OFF is an open source project, it is distributed under the GPL v3. Anyone is interest to use, to develop or to contribute to OFF is welcome. Take a look at the contributing guidelines for starting to contribute to the project.

Main features

API

  • Clean and lightweight programming style:
    • explicit declaration imposed (pervasive implicit none usage);
    • Fortran free form syntax;
    • clear and comprehensive comments;
  • easy to maintain and to extend:
    • extensive use of OOP paradigm;
  • high quality API documentation:
    • doxygen-based high quality html pages;
  • simple development environment:
    • easy source files maintenance by means of Git, one of the best distributed versioning system;
    • collaborative framework by means of GitHub repository.

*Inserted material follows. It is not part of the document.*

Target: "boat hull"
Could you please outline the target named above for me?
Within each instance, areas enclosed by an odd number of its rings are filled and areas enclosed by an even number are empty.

Mathematical and numerical models

  • Finite Volume, Godunov-like scheme based on Euler conservation Laws written in fully conservative formulation:
    • the extension to viscous Navier-Stokes equations is under developing;
  • Underling Riemann Problem solver for convective fluxes:
    • Approximate Riemann solver based on (local) Lax-Friedrichs (known also as Rusanov) algorithm;
    • Approximate Riemann solver based on Primitive Variables Linearization algorithm;
    • Approximate Riemann solver based on Two Rarefactions algorithm;
    • Approximate Riemann solver based on Two Shocks algorithm;
    • Approximate Riemann solver based on Adaptive (non iterative) PVL-TR-TS algorithm;
    • Approximate Riemann solver based on Adaptive (non iterative) LF-TR algorithm;
    • Approximate Riemann solver based on HLLC algorithm;
    • Approximate Riemann solver based on Roe linearization.
    • Exact Riemann solver based on iterative solution of u-function;
  • Multi-Species fluids models:
    • Partial Densities species conservation (Standard Thermodynamic Model);
    • New multi-dimensional conservation models of Favini, B. et al (under developing);
  • Multi-Phases fluids models:
    • Fully-coupled Lagrangian particles transport model (under developing);
  • Space numerical integration models:
    • 1-st order piece-wise constant reconstruction;
    • 2-nd order TVD linear-wise reconstruction;
    • 3-rd,5-th,7-th orders WENO non-linear reconstruction;
  • Time approximation models:
    • 1-st order forward Euler integration;
    • 2-nd,3-rd,4-th orders Strong-Stability-Preserving explicit Runge-Kutta integration;
  • Local pseudo-time convergence acceleration for steady simulations;
  • Multi-grid time convergence acceleration:
    • Multi-grid model has been already developed, but it is affected by some not still recognized bugs. Testing and bugs fixing are in progress.
  • Underling numerical grid models:
    • 3D, general curvilinear, body-fitted, structured multi-blocks mesh;
    • Adaptive Mesh Refinement, AMR model (under developing);
    • Blocks overlapping, overset (Chimera) model (to be developed in future);
  • Computational parallelism ability:
    • Domain decomposition by means of Message Passing Interface (MPI) paradigm providing the ability to use distributed-memory cluster facilities;
    • Fine, local parallelism by means of OpenMP paradigm providing the ability to use shared-memory cluster facilities;
    • Fine, local parallelism by means of GPU programming (e.g. CUDA framework) providing the ability to use GPUs cluster facilities (to be developed in future).

Documentation

Detailed documentation can be found on the GitHub pages of the project.